Herclues models each long and erroneous read as a template profile HMM. It uses short reads as observations to train the model via forward-backward algorithm, and learns posterior transition and emission probabilities. Finally, Hercules decodes the most probable sequence for each profile HMM using Viterbi algorithm.
main advantages of Hercules:
- reduce dependency on aligner performance - alignment-based methods are dependent on the aligner’s full CIGAR string for each basepair to correct. They perform majority voting to resolve discrepancies among short reads with the assumption that all error types are equally likely to happen during correction. - Hercules uses the starting positions obtained from an aligner, it does not depend on any other information provided by the aligner. It sequentially and probabilistically accounts for the evidence provided per short read, instead of just independently using majority voting per base-pair.

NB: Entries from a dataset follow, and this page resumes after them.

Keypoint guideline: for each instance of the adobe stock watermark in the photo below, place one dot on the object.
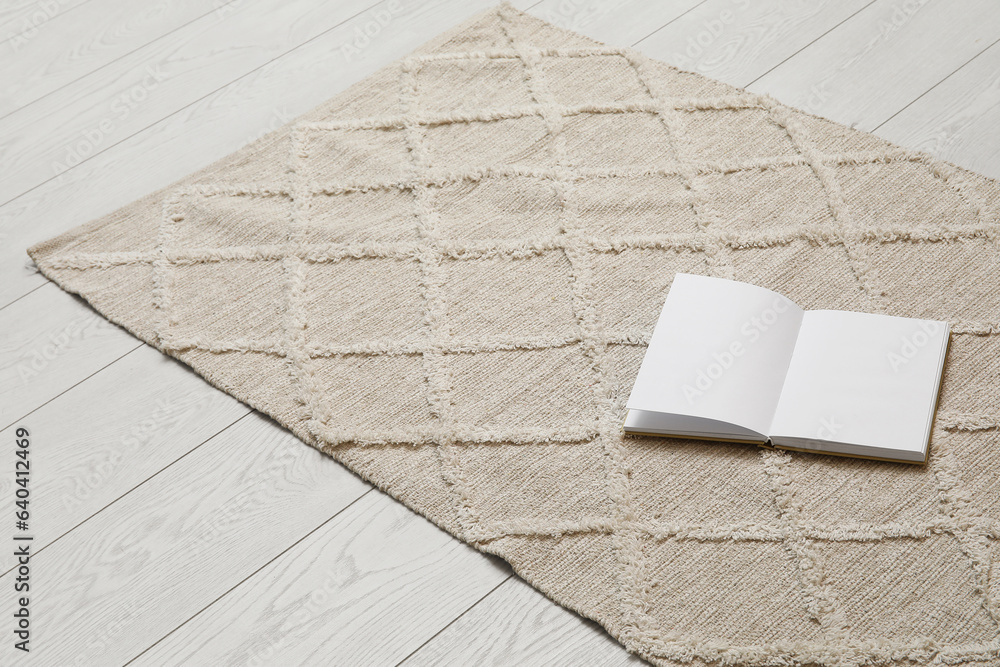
(700, 42)
(723, 360)
(30, 25)
(910, 346)
(224, 8)
(373, 24)
(120, 109)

- directly incorporate experimentally observed error profiles of long reads that can be updated when the underlying sequencing technology improves, or adapted to new long read sequencing platforms.
Hercules correct errors (insertions, deletions, and substitutions) present in long read sequencing platforms such as PacBio SMRT and Oxford Nanopore Technologies, using reads from a more accurate orthogonal sequencing platform, such as Illumina.
Goal: calculate the most likely (consensus) sequence the model would produce, among all possible sequences that can be produced using the letters in the alphabet $\Sigma$.